The author, Timo R. Worst, reconstructed Knittel’s personal life, his military career in the Waffen-SS and both his personal involvement in the grim story of that horrendous week in the Ardennes and the role the men under his command played in the murder of over a hundred civilians and unarmed prisoners of war.
Not content with the published works about the beastly behaviour of the SS in Stavelot and the surrounding hamlets, he felt compelled to visit the Ardennes himself, to search the archives and ultimately to contact veterans of Knittel’s battalion and to consult his family.
By providing the available pieces of the puzzle, Worst allows the reader to follow Knittel’s footsteps: his entry in the SS, the units he led traversing Europe from France and Greece to Italy, Ukraine and Belgium, the men under his command, the battles he fought and awards he won, but also his doubts about the outcome of the war and how this effected his state of mind, the massacres, his arrest, the trial and his post-war life.
The resulting book enables the reader to see through the multiple smoke screens created not only by Knittel, his defence lawyers and his wartime comrades, but also by his captors, his interrogators and the prosecution, all who knowingly fudged, were evasive or downright lied about the facts in order to ensure the success of their own personal motives and political.
Table of content
1.1 Childhood and school years
1.2 The Allgemeine SS
1.3 SS-Standarte ‘Deutschland’
1.4 Officer course at the SS-Junkerschule in Bad Tölz
1.5 Motorcyclist
2.1 Baptism of fire
2.2 Formation of the Aufklärungsabteilung ‘LSSAH’
2.3 Operation ‘Marita’
2.4 The invasion of the Soviet-Union
2.5 Formation of the 3. (le.
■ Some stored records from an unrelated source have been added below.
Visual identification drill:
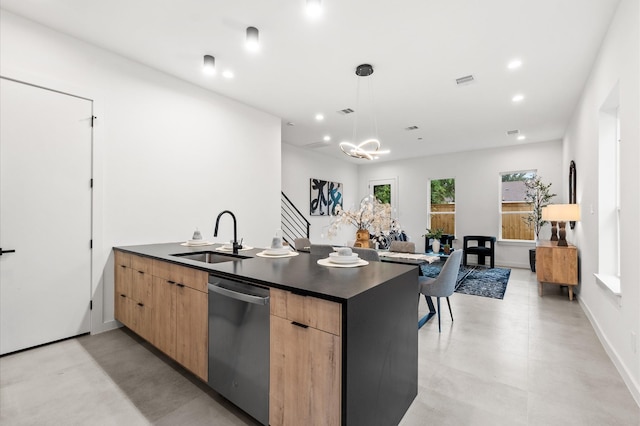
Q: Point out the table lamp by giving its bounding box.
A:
[543,204,580,247]
[542,206,558,241]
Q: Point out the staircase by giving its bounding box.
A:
[280,191,311,244]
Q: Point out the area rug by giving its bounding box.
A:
[422,262,511,299]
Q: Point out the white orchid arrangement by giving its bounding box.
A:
[328,195,396,238]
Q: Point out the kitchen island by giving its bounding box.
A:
[114,243,418,425]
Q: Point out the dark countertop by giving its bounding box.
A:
[114,243,418,302]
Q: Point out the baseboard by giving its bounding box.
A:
[91,320,122,334]
[578,298,640,407]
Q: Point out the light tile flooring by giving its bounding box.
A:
[0,269,640,426]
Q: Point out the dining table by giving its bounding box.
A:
[378,250,441,330]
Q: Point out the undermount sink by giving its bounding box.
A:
[171,251,251,263]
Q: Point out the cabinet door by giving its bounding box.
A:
[130,269,153,306]
[269,315,341,426]
[129,299,154,342]
[176,284,209,381]
[151,277,176,359]
[114,292,133,328]
[114,264,133,299]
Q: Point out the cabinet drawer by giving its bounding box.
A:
[113,251,131,268]
[153,260,209,292]
[270,288,342,336]
[131,254,153,274]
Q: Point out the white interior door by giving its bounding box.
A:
[0,78,92,354]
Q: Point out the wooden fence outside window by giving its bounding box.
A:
[430,202,534,241]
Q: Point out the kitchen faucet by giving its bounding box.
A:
[213,210,242,254]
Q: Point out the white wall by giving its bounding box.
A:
[563,0,640,404]
[0,10,281,332]
[282,144,362,245]
[358,141,570,268]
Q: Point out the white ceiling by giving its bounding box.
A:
[0,0,619,162]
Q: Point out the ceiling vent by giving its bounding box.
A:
[302,142,329,149]
[456,75,476,86]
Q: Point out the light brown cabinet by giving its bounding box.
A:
[151,277,176,359]
[114,252,153,340]
[269,288,342,426]
[536,241,578,300]
[114,251,208,381]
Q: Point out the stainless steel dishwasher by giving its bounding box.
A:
[209,275,269,425]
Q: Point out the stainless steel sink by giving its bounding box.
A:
[171,251,251,263]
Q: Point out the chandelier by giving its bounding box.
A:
[340,64,389,160]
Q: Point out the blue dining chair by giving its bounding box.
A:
[418,250,462,333]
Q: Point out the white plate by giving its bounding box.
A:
[180,240,213,247]
[214,245,253,252]
[329,253,359,264]
[317,258,369,268]
[262,247,291,256]
[256,251,300,259]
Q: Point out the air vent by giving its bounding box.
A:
[303,142,329,149]
[456,75,475,85]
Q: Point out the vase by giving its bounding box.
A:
[353,229,371,248]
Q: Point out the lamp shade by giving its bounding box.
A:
[542,206,551,221]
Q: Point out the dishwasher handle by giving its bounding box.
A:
[209,283,269,305]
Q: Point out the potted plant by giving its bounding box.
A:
[423,228,444,253]
[522,175,556,272]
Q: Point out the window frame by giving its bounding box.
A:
[427,176,458,236]
[498,169,538,244]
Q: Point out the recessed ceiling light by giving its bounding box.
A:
[306,0,322,18]
[507,59,522,70]
[202,55,216,75]
[244,27,260,52]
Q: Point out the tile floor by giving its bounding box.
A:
[0,269,640,426]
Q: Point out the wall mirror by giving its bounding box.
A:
[569,160,578,229]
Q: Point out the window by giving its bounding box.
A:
[500,170,536,241]
[598,90,621,277]
[369,178,398,217]
[428,178,456,235]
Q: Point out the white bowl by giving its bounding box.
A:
[262,247,291,256]
[329,253,359,264]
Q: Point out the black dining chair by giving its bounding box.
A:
[462,235,496,268]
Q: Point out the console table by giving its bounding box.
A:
[536,241,578,300]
SPW) Kompanie
2.6 Turning the tide at Kharkiv
2.7 The ‘Schrippenbäcker von Ulm’ becomes battalion commander
2.8 Operation ‘Citadel’
2.9 Disarming the Italians and guarding their ‘Duce’
3.1 The Soviet Juggernaut
3.2 “You want to call yourself Leibstandarte?”
3.3 The German Cross in Gold and the Knight’s Cross of the Iron Cross
3.4 The long road to marriage
3.5 Rebuilding the Aufklärungsabteilung in Belgium
3.6 Invasion!
3.7 Operation ‘Lüttich’
3.8 Hell in the Falaise Pocket
3.9 Doubts about the Final Victory
4.1 The horrible week in the Ardennes begins
4.2 The massacre in Wéreth
4.3 “They’ve killed a good few at the crossroads”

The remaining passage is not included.